Übergriff von Polizisten auf jüdischen Professor bleibt ohne Folgen

Bonn – Die Staatsanwaltschaft Bonn hat Ermittlungen gegen vier Polizisten wegen eines Übergriffs auf einen israelischen Professor eingestellt.

Die Polizei hielt das Opfer zunächst für den Täter und brachte diesen zu Boden (Symbolbild).
Die Polizei hielt das Opfer zunächst für den Täter und brachte diesen zu Boden (Symbolbild).

Die Aktionen der Beamten seien "nach Polizeirecht gerechtfertigte Maßnahmen" gewesen, sagte Staatsanwalt Sebastian Buß am Montag.

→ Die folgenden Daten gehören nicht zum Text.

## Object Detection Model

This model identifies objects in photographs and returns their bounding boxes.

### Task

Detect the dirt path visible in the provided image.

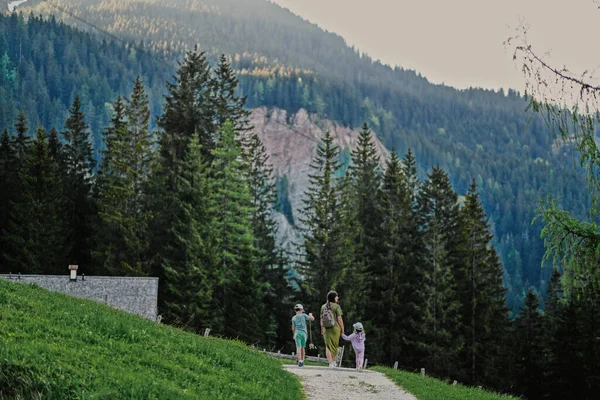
[284,365,416,400]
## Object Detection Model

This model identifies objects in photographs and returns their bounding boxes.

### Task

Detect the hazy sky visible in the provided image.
[273,0,600,89]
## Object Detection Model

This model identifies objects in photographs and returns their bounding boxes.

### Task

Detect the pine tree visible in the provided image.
[368,149,426,366]
[213,54,250,134]
[3,126,66,274]
[244,133,292,347]
[543,269,574,398]
[62,96,95,272]
[513,290,544,400]
[0,129,18,273]
[125,76,156,187]
[94,77,154,275]
[156,135,213,331]
[453,180,508,384]
[419,167,462,376]
[14,110,31,164]
[158,49,216,162]
[207,121,264,342]
[342,123,382,319]
[300,132,346,310]
[48,128,64,161]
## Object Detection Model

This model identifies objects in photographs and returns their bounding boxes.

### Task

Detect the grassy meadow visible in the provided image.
[0,279,304,400]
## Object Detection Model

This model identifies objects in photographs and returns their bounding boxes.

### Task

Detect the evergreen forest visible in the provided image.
[7,0,591,312]
[0,0,600,399]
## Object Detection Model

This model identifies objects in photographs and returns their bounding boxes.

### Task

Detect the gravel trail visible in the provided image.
[284,365,416,400]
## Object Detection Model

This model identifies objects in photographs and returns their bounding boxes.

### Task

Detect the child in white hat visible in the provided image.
[342,322,366,372]
[292,304,315,367]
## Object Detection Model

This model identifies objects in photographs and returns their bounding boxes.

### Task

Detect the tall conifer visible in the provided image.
[206,121,264,342]
[3,126,67,274]
[300,132,345,310]
[62,96,96,266]
[244,133,292,347]
[453,180,508,384]
[0,129,18,273]
[158,49,216,162]
[419,167,462,376]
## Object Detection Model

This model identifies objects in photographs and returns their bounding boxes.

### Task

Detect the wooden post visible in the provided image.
[335,346,346,367]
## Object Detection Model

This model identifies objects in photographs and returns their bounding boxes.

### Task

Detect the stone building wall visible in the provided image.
[0,274,158,321]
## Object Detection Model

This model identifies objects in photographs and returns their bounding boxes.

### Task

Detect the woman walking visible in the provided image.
[321,290,344,368]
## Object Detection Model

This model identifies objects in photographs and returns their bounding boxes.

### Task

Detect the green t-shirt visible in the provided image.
[321,303,344,325]
[292,313,310,333]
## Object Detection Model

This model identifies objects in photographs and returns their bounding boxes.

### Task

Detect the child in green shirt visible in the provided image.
[292,304,315,367]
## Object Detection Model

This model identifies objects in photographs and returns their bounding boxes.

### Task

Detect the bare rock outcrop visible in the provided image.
[250,107,389,251]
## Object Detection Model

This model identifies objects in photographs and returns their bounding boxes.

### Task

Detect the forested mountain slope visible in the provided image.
[5,0,589,307]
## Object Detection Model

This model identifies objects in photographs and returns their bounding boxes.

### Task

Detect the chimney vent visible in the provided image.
[69,265,79,282]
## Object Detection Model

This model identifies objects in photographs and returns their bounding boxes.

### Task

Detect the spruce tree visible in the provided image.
[213,54,250,134]
[93,86,154,275]
[300,132,346,310]
[14,110,31,160]
[48,128,64,163]
[158,49,217,162]
[62,96,96,267]
[3,126,67,274]
[156,135,213,332]
[513,290,544,400]
[419,166,462,376]
[342,123,382,319]
[0,129,18,273]
[369,149,426,366]
[453,180,508,384]
[206,121,264,342]
[543,269,574,398]
[244,133,293,347]
[125,76,156,187]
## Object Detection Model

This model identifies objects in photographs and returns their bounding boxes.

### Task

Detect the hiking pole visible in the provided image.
[308,320,316,350]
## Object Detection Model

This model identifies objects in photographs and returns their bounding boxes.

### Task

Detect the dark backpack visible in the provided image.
[321,302,335,328]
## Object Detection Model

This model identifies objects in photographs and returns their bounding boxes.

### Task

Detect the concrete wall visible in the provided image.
[0,274,158,321]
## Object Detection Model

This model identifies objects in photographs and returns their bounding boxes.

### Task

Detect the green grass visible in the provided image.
[0,279,304,399]
[371,367,517,400]
[277,358,327,367]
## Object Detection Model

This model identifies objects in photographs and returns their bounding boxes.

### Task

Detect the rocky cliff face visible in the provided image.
[250,107,389,251]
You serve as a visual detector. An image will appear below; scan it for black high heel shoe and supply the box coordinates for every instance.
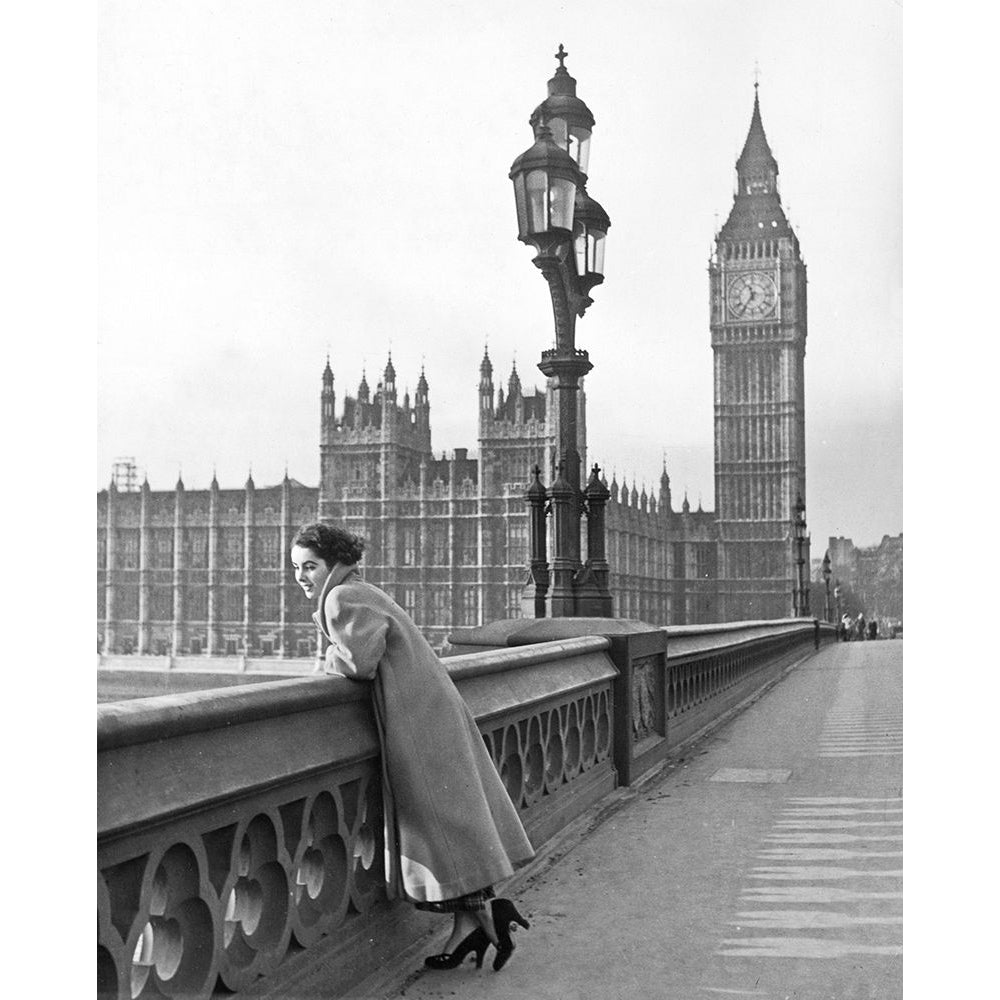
[424,927,490,969]
[487,899,531,972]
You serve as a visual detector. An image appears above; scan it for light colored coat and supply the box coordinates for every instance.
[313,563,534,902]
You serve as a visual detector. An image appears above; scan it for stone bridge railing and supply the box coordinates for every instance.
[97,619,835,1000]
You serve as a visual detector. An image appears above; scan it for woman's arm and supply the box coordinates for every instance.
[323,585,389,681]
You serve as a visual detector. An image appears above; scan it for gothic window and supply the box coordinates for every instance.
[253,528,282,569]
[219,586,243,622]
[153,528,174,569]
[402,525,418,566]
[428,586,450,625]
[461,587,479,625]
[149,587,174,621]
[115,586,139,621]
[507,518,528,565]
[456,521,479,566]
[430,524,449,566]
[184,587,208,622]
[219,528,243,568]
[118,528,139,569]
[402,587,417,618]
[507,587,521,618]
[251,586,281,622]
[695,542,716,580]
[184,528,208,569]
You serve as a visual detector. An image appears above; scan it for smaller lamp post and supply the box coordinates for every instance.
[823,550,831,621]
[792,493,809,618]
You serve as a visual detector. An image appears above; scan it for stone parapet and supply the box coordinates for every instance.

Der in den USA lehrende Hochschullehrer Jitzchak Jochanan Melamed war im vergangenen Juli während eines Besuchs in Bonn von einem Deutschen mit palästinensischen Wurzeln attackiert worden.

Die alarmierten Polizisten hielten Melamed irrtümlich für den Angreifer und überwältigten ihn. Da er sich gewehrt habe, habe man ihn am Boden fixiert, hieß es. Außerdem sei er zweimal ins Gesicht geschlagen worden (TAG24 berichtete).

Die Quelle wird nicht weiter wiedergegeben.